05|11|00
Morschitzky, H. (1998)
Angststörungen
Diagnostik, Erklärungsmodelle, Therapie und Selbsthilfe bei krankhafter Angst.
Wien: Springer Verlag.
98,- DM / 49,85 EURO.
WWW-Site zum Buch:
http://www.springer.at/springer.py?Page=30&Key=113&id=472&cat=11
(die etwas merkwürdigen Zeichen in der Adresse sind richtig)
Auf mehr als 600 dicht bedruckten Seiten stellt der
österreichische Psychotherapeut Hans Morschitzky eine umfassende Zusammenfassung des
aktuellen Forschungsstands zur Thematik der Angststörungen und deren Behandlung bzw.

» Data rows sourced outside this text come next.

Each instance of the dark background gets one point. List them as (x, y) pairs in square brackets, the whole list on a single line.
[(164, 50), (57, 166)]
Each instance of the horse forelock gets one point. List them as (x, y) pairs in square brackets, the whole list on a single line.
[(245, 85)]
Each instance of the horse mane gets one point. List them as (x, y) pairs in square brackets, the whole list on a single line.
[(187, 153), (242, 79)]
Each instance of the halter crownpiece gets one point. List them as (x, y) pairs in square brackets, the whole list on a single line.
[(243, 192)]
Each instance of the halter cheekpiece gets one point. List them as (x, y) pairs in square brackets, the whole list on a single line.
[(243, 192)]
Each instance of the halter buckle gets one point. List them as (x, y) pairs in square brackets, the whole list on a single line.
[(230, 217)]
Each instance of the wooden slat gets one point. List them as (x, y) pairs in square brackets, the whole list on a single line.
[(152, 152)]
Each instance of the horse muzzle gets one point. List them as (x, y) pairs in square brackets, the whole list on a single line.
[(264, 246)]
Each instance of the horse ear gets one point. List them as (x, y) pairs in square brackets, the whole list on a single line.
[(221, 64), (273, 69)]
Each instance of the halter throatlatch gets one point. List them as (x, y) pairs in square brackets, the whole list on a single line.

Selbstbehandlung dar. Dabei orientiert der Autor sich an dem amerikanischen
psychiatrischen Diagnoseschema DSM-IV, welches 11 verschiedene Formen der Angststörung
aufschlüsselt. Da im DSM-IV im Gegensatz zum ICD-10 die Zwangsstörungen und die
posttraumatischen Belastungsstörungen unter der Gruppe der Angststörungen subsumiert
werden, finden auch diese Störungen ausführliche Berücksichtigung.
Bereits die Gliederung des Inhaltsverzeichnis macht
deutlich, dass sich diese Monografie nicht nur an die Vertreter medizinischer,
psychotherapeutischer, psychologischer, psychosozialer und pädagogischer Berufsgruppen
wendet, sondern ebenso den Kreis der AngstpatientInnen und deren Angehörigen mit
einschließen will. Dieser Anspruch ist keinesfalls zu hoch gegriffen. Durch die gute
Lesbarkeit ist es dem psychologischen Laien möglich, seine Erkrankung besser zu
verstehen, sich umfassendes Wissen über sein Leiden anzueignen und durch konkrete
Anweisungen zur eigenständigen Angstbewältigung seine Symptomatik zu lindern. Dabei
erhebt das Buch keinesfalls den (unrealistischen) Anspruch, fachmännische Hilfe zu
ersetzen. Morschitzky bewältigt dabei auf beeindruckende Weise die Herausforderung -
trotz der Berücksichtigung interessierter Laien als Adressaten seine Buches - die
professionelle Leserschaft nicht zu unterfordern. Im Gegenteil:
Angststörungen" eignet sich aufgrund seiner detaillierten Beschreibungen
ebenso hervorragend als Nachschlagewerk für Spezialfragestellungen. Dabei nimmt der Autor
keinen verabsolutierenden Standpunkt im Sinne einer einseitigen Darstellung der
Ätiologie, Diagnostik und Therapie von Angsterkrankungen aus dem Blickwinkel einer
bestimmten psychologischen Theorie ein, sondern beschreibt alle relevanten und
wissenschaftlich abgesicherten Therapieansätze, auch wenn die Verhaltenstherapie den
größten Raum einnimmt. Dies ist aber gerechtfertigt, wenn man den gegenwärtig
vorherrschenden Trend der kognitiv-behavioralen Methoden berücksichtigt.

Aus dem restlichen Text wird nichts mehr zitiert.